Maschio, M., Dinapoli, L., Sperati, F., Pace, A., Fabi, A., Vidiri, A., . . . Carapella, C.M. (2012). Effect of pregabalin add-on treatment on seizure control, quality of life, and anxiety in patients with brain tumour-related epilepsy: A pilot study. Epileptic Disorders, 14, 388–397. 

DOI Link

Study Purpose

To evaluate the effect of pregabalin as an add-on therapy on seizure control, quality of life, and anxiety in patients with brain tumor–related epilepsy.

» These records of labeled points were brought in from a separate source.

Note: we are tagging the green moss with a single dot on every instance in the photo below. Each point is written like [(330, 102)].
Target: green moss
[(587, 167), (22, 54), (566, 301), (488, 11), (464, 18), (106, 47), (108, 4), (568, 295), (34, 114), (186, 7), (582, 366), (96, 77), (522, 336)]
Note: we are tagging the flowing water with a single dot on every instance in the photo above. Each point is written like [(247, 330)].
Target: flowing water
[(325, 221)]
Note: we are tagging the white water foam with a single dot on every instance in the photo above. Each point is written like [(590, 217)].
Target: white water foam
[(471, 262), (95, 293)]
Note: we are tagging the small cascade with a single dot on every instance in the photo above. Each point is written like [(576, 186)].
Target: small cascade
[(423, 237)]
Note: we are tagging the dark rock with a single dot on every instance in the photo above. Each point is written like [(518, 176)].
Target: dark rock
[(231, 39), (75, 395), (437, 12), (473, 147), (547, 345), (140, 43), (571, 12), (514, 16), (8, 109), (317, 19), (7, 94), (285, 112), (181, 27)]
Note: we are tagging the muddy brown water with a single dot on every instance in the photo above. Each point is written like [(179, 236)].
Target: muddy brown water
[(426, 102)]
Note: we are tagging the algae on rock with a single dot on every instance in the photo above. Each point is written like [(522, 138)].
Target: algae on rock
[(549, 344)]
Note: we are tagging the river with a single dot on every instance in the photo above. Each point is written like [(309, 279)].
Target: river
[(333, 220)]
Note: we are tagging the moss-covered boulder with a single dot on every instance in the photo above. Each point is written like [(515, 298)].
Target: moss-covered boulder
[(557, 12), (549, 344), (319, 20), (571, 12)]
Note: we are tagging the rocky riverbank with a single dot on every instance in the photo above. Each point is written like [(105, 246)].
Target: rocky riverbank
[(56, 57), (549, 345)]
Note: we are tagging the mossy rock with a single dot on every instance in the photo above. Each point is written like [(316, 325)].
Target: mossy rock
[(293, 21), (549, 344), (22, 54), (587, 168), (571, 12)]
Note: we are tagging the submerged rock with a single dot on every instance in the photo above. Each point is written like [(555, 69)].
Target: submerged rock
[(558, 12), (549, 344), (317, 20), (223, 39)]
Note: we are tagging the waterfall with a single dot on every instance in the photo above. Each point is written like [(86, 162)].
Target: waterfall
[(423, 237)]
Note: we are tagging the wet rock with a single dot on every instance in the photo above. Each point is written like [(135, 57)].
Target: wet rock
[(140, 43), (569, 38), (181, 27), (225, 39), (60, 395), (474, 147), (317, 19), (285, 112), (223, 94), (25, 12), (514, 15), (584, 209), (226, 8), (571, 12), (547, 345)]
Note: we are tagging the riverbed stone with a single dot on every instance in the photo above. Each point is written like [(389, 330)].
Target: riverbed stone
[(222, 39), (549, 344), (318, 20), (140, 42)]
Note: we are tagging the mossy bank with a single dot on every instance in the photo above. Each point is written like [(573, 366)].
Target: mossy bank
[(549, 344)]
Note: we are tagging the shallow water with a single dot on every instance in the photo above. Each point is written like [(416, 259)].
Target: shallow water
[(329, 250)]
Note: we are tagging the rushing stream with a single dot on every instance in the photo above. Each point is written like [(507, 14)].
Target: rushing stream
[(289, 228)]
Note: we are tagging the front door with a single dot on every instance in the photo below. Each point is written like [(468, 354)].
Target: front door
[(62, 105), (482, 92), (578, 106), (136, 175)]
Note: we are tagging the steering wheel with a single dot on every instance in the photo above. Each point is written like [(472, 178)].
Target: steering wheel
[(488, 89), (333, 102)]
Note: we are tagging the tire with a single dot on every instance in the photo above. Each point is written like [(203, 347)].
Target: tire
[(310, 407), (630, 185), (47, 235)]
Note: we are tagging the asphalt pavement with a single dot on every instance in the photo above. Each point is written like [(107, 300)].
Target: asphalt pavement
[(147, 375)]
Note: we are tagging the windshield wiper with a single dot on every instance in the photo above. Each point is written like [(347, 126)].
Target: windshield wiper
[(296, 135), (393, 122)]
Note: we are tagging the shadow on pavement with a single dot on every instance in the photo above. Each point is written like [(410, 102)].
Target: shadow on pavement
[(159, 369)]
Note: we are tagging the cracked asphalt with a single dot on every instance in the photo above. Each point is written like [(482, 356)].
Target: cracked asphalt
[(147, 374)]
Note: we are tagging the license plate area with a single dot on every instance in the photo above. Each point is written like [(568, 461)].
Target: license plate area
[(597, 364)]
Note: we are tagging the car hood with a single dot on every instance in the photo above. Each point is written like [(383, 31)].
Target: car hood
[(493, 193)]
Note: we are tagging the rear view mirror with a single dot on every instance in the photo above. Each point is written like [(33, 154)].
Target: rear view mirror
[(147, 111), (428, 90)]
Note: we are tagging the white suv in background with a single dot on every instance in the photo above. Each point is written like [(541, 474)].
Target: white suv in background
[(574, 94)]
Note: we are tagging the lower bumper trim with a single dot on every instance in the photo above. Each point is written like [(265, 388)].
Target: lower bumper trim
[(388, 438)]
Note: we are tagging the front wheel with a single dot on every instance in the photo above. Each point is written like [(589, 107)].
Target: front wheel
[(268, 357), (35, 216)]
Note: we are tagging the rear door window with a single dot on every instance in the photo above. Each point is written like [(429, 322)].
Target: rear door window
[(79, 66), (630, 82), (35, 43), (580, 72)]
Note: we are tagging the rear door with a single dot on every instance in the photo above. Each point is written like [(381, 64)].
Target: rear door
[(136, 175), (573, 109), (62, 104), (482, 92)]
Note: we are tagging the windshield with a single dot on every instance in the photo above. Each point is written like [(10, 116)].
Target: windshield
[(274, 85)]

Intervention Characteristics/Basic Study Process

Pregabalin was added as a first or second add-on drug at 75 mg/day to a maximum of 600 mg/day for specific drugs (i.e., clobazan, lamorigine, levetiracetam, oxcarbazepine, phenobarbital, valproate, and topiramate).

Sample Characteristics

  • N = 25 (final sample); 12 patients completed six-month follow-up
  • AGE RANGE: 19–72 years
  • MALES: 72%, FEMALES: 28%
  • KEY DISEASE CHARACTERISTICS: Patients with brain tumor–related epilepsy
  • OTHER KEY SAMPLE CHARACTERISTICS: Patients with brain tumor–related epilepsy who had received standard antiepileptic drugs (AED) and who had at least one seizure in the month preceding recruitment  despite AEDs being at the maximum tolerable dose

Setting

  • SITE: Single site  
  • SETTING TYPE: Not specified  
  • LOCATION: Center for tumor-related epilepsy

Phase of Care and Clinical Applications

  • PHASE OF CARE: Active antitumor treatment

Study Design

  • Descriptive

Measurement Instruments/Methods

  • Quality of Life in Epilepsy Inventory
  • Quality of Life in Cancer
  • Hamilton Anxiety Rating Scale
  • Zung Self-Rating Depression Scale
  • Karnofsky Performance Status
  • Seizure diary

Results

The mean dose of pregabalin was 279 mg/day, and the mean follow-up period was 4.1 months. At the end of the follow-up, in the whole intention-to-treat population, nine patients were seizure free, 10 patients had a seizure reduction, and two patients were unchanged. There was a significant difference in the presence or absence of seizure between the baseline and the follow-up visit. There was a significant decrease in anxiety score (p = 0.002) between baseline and last available follow-up visit.

Conclusions

The study showed improvement in anxiety scores with pregabalins, but this is a pilot study with small sample size and a short follow-up period. Future studies with larger sample size and minimum dropout are indicated.

Limitations

  • Small sample (< 30)
  • Risk of bias (no control group)
  • Risk of bias (no blinding)
  • Risk of bias (no random assignment) 
  • Risk of bias (no appropriate attentional control condition) 
  • Findings not generalizable
  • Questionable protocol fidelity
 

Nursing Implications

Larger sample size is needed to evaluate the true impact of pregabalin on anxiety among patients with brain tumor–related epilepsy. There are not many implications for nursing because the intervention is drug related.